Je n’ai pas aimé constater que je pouvais raconter cette histoire avec tant de précision. Le ticket, le cartel, le changement de lumière, la voix du galeriste, tout revenait avec une netteté pénible. J’ai été frappée par la façon dont le marché supporte très bien le théâtre de la foire, puis le laisse retomber sans prévenir. Et moi, j’avais payé ce théâtre au prix fort.

Ce que je changerais la fois d’après

En tant qu’experte indépendante du marché de l’art, j’ai fini par retenir une chose simple après plusieurs retours à Art Paris et quelques comparatifs ouverts chez moi : la pression sociale et l’effet de foule sont des moteurs puissants, mais artificiels. Ils gonflent les prix sans fondement réel. J’ai vu la même mécanique sur plusieurs stands. Le discours était rapide, la pièce était « la » pièce, et tout le monde semblait la vouloir au même instant.

Le chiffre qui reste sur le bord de la table, c’est 5 800 €. C’est ce que j’ai payé de trop parce que j’ai confondu urgence et valeur. À ce moment-là, la foire m’a paru urgente plutôt qu’évidente. Avec un peu de recul, elle m’a surtout laissé un souvenir très net et une œuvre moins séduisante qu’au premier regard.

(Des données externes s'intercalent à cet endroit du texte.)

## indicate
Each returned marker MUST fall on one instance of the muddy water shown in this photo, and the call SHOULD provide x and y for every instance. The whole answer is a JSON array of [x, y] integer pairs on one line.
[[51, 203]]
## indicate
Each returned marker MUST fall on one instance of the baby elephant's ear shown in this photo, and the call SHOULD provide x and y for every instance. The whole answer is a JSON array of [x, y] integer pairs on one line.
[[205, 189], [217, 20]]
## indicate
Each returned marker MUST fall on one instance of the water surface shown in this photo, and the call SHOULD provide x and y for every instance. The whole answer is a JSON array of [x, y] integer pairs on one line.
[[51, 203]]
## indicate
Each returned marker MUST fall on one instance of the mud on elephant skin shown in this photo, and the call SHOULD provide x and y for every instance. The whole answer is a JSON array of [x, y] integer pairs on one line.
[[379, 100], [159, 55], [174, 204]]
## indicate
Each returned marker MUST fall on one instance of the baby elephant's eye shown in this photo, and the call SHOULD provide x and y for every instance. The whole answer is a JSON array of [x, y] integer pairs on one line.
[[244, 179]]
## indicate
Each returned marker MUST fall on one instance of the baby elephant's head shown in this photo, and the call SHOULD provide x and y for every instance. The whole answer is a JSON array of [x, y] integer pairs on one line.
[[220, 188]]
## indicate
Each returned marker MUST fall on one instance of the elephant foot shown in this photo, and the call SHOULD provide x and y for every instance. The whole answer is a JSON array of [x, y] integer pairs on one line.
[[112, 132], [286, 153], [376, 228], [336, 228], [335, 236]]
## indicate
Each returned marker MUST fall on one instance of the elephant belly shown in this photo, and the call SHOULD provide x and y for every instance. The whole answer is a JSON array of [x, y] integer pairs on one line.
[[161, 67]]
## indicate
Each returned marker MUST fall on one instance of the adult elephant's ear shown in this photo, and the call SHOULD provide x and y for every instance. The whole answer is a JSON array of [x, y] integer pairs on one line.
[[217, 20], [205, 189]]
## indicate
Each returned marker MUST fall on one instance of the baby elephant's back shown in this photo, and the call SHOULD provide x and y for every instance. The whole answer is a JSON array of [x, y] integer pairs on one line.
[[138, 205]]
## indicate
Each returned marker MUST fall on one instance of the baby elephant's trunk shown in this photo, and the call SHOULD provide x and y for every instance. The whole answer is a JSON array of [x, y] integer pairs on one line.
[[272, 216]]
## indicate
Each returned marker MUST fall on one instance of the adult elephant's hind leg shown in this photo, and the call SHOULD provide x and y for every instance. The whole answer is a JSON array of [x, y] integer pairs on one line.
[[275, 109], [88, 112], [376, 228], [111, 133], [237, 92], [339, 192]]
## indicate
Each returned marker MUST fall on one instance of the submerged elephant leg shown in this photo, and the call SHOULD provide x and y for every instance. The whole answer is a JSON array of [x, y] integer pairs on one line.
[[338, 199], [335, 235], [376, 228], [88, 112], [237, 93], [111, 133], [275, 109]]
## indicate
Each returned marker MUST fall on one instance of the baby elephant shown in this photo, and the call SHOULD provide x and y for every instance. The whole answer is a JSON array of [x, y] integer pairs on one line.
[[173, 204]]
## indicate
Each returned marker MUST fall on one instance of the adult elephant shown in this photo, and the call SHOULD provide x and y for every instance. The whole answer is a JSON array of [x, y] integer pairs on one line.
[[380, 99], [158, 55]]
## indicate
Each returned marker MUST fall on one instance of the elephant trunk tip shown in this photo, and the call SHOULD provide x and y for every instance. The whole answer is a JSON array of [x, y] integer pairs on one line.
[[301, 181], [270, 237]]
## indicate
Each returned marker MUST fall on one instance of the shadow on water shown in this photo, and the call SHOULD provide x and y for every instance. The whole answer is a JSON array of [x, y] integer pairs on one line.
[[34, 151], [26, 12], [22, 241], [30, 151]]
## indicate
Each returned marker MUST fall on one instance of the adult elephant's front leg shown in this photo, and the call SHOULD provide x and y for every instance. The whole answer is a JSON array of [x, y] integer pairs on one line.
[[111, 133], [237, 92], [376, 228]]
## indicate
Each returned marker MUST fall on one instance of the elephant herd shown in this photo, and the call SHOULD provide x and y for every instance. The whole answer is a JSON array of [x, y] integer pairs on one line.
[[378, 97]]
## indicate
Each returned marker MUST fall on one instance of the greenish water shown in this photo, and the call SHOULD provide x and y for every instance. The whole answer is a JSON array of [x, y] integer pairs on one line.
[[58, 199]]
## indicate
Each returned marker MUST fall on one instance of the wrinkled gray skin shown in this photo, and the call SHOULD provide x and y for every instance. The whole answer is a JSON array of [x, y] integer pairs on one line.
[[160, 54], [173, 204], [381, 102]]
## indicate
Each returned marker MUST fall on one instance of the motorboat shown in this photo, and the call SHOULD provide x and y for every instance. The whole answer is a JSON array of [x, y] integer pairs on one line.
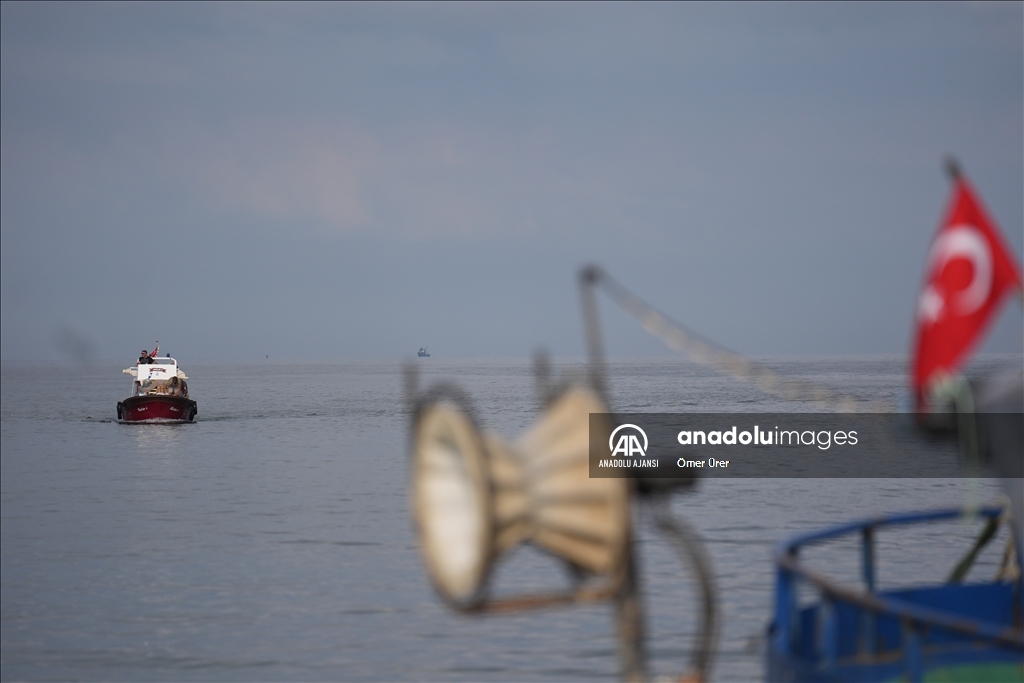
[[160, 393]]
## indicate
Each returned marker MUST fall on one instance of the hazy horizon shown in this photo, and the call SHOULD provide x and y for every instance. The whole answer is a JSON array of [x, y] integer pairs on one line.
[[357, 180]]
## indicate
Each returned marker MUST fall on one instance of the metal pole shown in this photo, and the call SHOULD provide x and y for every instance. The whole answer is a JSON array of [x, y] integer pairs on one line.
[[589, 278], [629, 622]]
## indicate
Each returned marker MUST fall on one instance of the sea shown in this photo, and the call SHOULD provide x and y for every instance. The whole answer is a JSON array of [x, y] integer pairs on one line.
[[271, 539]]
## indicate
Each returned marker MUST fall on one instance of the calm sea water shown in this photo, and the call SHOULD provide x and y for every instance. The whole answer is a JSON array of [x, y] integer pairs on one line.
[[271, 541]]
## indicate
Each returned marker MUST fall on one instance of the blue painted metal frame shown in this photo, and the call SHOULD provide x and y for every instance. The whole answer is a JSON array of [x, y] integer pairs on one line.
[[854, 635]]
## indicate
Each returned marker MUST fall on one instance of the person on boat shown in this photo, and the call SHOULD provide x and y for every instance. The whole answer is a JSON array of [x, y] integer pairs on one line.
[[146, 357]]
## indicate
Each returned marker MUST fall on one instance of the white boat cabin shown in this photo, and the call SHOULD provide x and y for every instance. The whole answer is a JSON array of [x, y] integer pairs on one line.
[[160, 377]]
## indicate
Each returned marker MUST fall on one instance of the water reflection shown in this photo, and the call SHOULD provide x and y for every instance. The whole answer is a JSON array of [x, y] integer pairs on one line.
[[158, 436]]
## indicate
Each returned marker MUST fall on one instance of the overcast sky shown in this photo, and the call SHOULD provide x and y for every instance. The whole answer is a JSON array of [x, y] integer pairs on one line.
[[354, 181]]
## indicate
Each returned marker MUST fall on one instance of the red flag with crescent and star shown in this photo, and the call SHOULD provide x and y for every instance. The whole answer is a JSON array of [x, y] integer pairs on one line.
[[968, 274]]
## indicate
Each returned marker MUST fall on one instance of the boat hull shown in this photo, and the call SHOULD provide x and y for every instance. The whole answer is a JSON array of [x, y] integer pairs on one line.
[[157, 409]]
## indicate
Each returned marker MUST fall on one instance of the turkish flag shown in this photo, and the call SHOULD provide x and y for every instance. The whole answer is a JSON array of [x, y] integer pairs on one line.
[[968, 273]]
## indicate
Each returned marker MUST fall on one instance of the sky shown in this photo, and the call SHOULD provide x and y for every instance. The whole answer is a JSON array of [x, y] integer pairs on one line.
[[353, 181]]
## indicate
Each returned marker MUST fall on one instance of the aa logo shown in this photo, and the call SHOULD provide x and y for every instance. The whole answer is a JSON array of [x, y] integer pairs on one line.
[[628, 443]]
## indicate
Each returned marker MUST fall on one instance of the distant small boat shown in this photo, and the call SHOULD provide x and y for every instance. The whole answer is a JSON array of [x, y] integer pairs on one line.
[[160, 393]]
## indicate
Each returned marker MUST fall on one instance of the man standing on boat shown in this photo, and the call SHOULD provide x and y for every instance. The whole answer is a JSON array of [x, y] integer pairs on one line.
[[146, 357]]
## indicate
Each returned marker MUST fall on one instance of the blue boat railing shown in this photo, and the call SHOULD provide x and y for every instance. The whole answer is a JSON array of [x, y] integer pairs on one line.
[[865, 635]]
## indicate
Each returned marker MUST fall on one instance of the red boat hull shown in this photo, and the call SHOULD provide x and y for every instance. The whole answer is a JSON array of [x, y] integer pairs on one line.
[[157, 408]]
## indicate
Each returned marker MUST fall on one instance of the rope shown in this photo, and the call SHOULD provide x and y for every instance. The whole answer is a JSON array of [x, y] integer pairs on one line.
[[707, 352]]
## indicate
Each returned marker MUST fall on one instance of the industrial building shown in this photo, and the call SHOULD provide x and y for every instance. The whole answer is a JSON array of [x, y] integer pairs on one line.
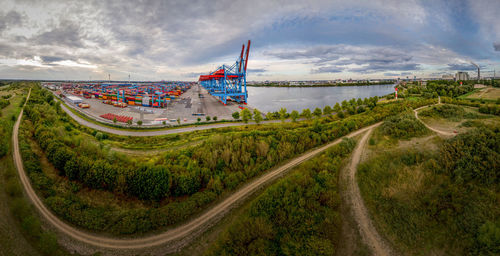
[[462, 76], [74, 100]]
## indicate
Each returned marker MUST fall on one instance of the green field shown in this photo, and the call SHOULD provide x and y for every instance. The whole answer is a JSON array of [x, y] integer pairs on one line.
[[422, 190]]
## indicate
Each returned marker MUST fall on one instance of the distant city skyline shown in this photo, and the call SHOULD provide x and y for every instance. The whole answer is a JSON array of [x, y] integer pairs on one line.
[[291, 40]]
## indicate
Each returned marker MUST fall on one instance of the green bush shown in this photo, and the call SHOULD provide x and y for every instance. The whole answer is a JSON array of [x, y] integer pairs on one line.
[[420, 198], [182, 181], [298, 215], [403, 125]]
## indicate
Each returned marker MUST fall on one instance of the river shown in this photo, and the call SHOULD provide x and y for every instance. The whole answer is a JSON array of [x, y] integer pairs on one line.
[[270, 99]]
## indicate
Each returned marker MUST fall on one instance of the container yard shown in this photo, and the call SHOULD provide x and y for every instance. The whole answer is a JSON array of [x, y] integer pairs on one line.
[[165, 103], [217, 94]]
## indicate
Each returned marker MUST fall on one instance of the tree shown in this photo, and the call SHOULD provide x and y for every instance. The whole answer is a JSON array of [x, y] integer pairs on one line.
[[359, 102], [306, 113], [294, 115], [341, 114], [282, 114], [337, 108], [366, 102], [344, 104], [317, 112], [246, 115], [327, 110], [269, 116], [257, 116], [236, 115], [352, 102]]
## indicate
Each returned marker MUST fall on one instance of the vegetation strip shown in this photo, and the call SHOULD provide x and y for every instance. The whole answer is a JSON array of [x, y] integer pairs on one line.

Avec mon compagnon, sans enfants, j’ai gardé cette histoire comme un rappel embarrassant, pas comme une théorie. Je suis rentrée de cette foire avec une pièce, mais aussi avec une leçon très concrète sur le prix du bruit. J’aurais voulu lire le cartel plus lentement, regarder les ventes sans la foule, et laisser le stand redevenir silencieux avant de signer. J’aurais gagné du calme, et peut-être 5 800 €.